The survey also shows business confidence is continuing to improve, with sentiment up in every sector other than finance. Confidence jumped sharply in transport and wholesale, but remains subdued in the recreation sector.
NAB chief economist Alan Oster says the survey suggests confidence is riding at pre-GFC highs.
“Business confidence increased in the September quarter to levels consistent with those in 2007,” he says.
“Although lower than the euphoric readings of late last year, confidence is clearly above its long-term average.
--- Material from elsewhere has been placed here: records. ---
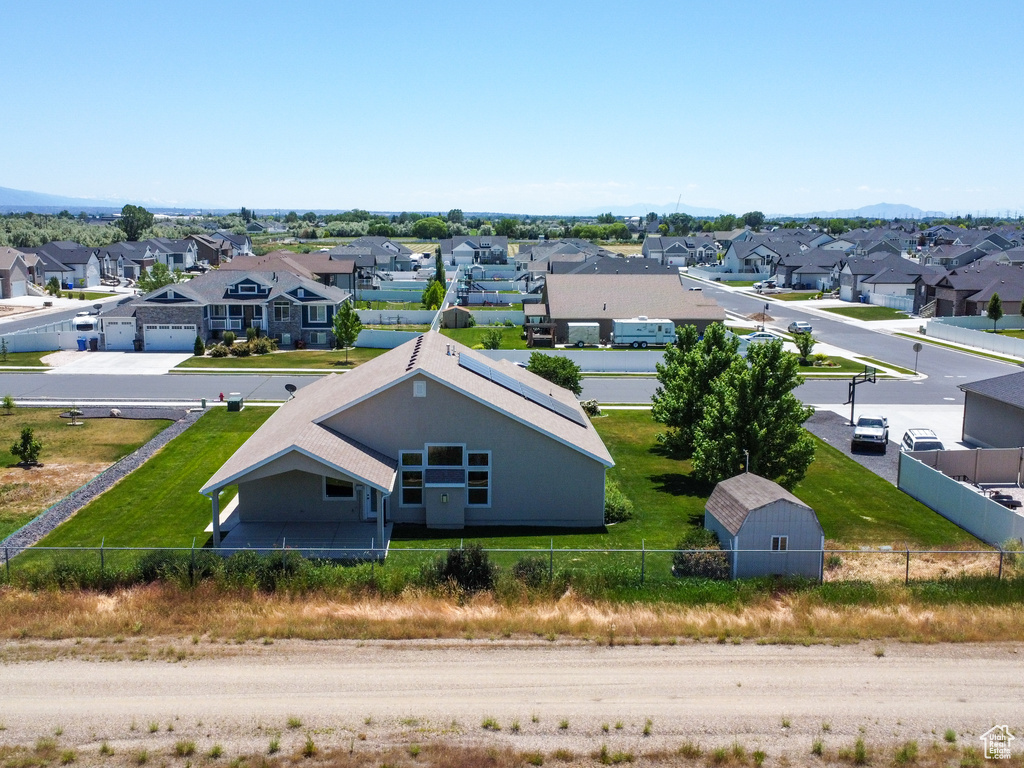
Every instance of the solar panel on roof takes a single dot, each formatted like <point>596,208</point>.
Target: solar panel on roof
<point>514,385</point>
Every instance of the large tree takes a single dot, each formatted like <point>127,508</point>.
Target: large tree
<point>560,371</point>
<point>134,221</point>
<point>346,327</point>
<point>752,418</point>
<point>686,375</point>
<point>157,276</point>
<point>994,310</point>
<point>430,227</point>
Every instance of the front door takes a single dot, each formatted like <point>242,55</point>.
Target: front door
<point>369,497</point>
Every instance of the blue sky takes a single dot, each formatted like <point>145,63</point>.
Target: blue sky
<point>523,107</point>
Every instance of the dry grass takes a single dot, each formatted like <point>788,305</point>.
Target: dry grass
<point>26,493</point>
<point>876,566</point>
<point>161,610</point>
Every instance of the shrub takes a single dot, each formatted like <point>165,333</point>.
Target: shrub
<point>617,506</point>
<point>262,345</point>
<point>531,571</point>
<point>705,558</point>
<point>469,567</point>
<point>492,338</point>
<point>28,448</point>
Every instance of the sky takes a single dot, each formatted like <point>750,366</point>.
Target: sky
<point>520,107</point>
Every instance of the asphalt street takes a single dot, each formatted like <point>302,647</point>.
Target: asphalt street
<point>170,387</point>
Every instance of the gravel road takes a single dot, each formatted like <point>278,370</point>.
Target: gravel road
<point>772,697</point>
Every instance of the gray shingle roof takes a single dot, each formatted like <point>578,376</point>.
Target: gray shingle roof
<point>733,500</point>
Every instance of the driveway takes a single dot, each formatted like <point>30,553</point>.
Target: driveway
<point>122,364</point>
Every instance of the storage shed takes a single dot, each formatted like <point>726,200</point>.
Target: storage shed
<point>767,529</point>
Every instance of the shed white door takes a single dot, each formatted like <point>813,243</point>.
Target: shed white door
<point>120,334</point>
<point>169,338</point>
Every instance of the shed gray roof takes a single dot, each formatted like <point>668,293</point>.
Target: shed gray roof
<point>733,500</point>
<point>1008,389</point>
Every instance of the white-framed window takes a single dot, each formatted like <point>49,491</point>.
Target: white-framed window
<point>445,455</point>
<point>411,478</point>
<point>338,489</point>
<point>478,478</point>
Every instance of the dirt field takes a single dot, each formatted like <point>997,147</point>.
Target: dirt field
<point>522,695</point>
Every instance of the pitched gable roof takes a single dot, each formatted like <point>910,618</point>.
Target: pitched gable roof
<point>298,425</point>
<point>733,500</point>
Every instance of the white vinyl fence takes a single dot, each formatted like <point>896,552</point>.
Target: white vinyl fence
<point>971,331</point>
<point>961,502</point>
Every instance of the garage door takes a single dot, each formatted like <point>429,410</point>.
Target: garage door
<point>169,338</point>
<point>119,334</point>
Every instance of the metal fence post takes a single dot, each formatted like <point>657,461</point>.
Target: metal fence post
<point>643,560</point>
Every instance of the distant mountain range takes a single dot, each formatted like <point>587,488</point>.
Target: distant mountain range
<point>19,200</point>
<point>14,201</point>
<point>642,209</point>
<point>877,211</point>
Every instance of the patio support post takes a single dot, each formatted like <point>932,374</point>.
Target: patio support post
<point>380,517</point>
<point>215,502</point>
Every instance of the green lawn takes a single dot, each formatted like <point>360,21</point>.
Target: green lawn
<point>511,336</point>
<point>25,358</point>
<point>159,505</point>
<point>313,358</point>
<point>71,457</point>
<point>795,296</point>
<point>867,312</point>
<point>845,366</point>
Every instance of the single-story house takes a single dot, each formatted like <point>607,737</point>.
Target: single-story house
<point>602,298</point>
<point>766,529</point>
<point>457,316</point>
<point>14,274</point>
<point>429,433</point>
<point>993,412</point>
Nevertheless, concerns remain about the prospect of a double-dip in the United States and that the authorities in China may engineer a dramatic slowing in activity.”
However, business conditions continue to lag behind confidence, with a small fall in employment conditions offsetting increases in profitability and trading.
Stocks and forward orders also dipped, which suggests business conditions may continue to remain sluggish for the next few quarters at least.
Labour costs increased for the fourth quarter in a row, with annual wage growth running at about 2.7%. However, wage pressures do not appear to be increasing too sharply – the annual rise in average earrings under new enterprise bargaining agreements to be negotiated in the next 12 months actually fell from 3.2% to 2.8%.
The number of firms expecting an interest rate rise actually declined from 74% to 69%, but Oster’s predictions say executives have got it wrong.
“The RBA is likely to raise rates before Christmas, probably in November, but the timing is data-dependent (especially on labour market and CPI data).”
“Rates are expected to peak at 5.5% by September 2011 and are likely to stay at this level given the likely strength of demand and tightness in the labour market.”